Once the noise of the measured signal was small enough, the fringe order determination method described in section 2.1 could be applied. Figure 7(d) depicts the single-wavelength wrapped differential phase measured and the fringe order calculation obtained using (8) with the synthetic wavelength measurement in Fig. 7(c). This calculation is finally used to unwrap the single-wavelength measurement and obtain the strain measurement depicted in Fig. 7(e), which highlights the complete compensation of the noise added due to the two-wavelength method. This is confirmed in Fig. 7(f), which depicts the spectral density of the strain before (measurement in Fig. 7(c)) and after (measurement in Fig. 7(e)) applying the noise compensation method. The DSNR of the final measurement increases to 76 dB and the sensitivity reaches 12.6 $p\epsilon /\sqrt {Hz}$. This later value is directly obtained from the measured noise floor in Fig. 7(f), which is already expressed in units of spectral density of strain.

5. Conclusions

We have demonstrated that the application of the two-wavelength method to $d\phi$-OTDR sensors serves to greatly extend their measurement range making them suitable for applications in SHM where high strain ranges are expected. Moreover, we have studied in detail the measurement performance of these sensors, particularly the noise penalty incurred by the method, and have proposed techniques to overcome its degradation. Proof-of-concept experiments have been used to demonstrate these techniques, but to obtain the ultimate performance of the sensor a series of modifications in the sensor setup would be desirable. First of all, it is the issue of choosing wavelengths. In our case, the deployed wavelengths were determined by the lasers that we had available, but, depending on the application, it would be more interesting to choose another set of wavelengths. In our setup, the wavelengths are relatively close and this leads to a very large resultant synthetic wavelength, which is good because the strain range without phase wrapping errors due to the $\pi$-phase constrain is very large. However, the SNR penalty is also large and this complicates achieving the minimum noise level required to apply the fringe order determination technique in (8).

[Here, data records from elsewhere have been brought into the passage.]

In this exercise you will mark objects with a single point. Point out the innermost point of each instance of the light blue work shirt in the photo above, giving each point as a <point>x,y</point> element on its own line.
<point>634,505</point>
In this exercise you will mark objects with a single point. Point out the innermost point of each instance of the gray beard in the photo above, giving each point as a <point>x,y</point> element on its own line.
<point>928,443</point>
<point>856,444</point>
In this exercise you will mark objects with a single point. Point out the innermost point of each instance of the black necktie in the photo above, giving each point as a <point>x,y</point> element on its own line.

In practice, more widely spaced wavelengths would be desirable to reduce the SNR penalty. The synthetic wavelength would be also reduced in this case, which could compromise the achievable measurement range enhancement according to (2). However, there is still room to increase the measurement range by applying techniques that have been used for this purpose in two-wavelength interferometry and digital holography [26,27]. The other issue of the setup, which is common to all $d\phi$-OTDR sensors, is that of the linearity of the measurements. All the derivations in this paper assume that $\vartheta _B$ and $\vartheta _A$, the intrinsic phase from the reflections from the two extremes of the gauge length, are approximately constant. However, in a system in which there are large strains in those positions this assumption would be invalid, which would break the measurements. Therefore, $d\phi$-OTDR sensors are really more suitable for application in quasi-distributed measurements in which there are point reflection areas along the fiber. A particularly convenient and cost-effective arrangement would be to deploy a fiber with localized reflectors induced through the cladding using a laser [28].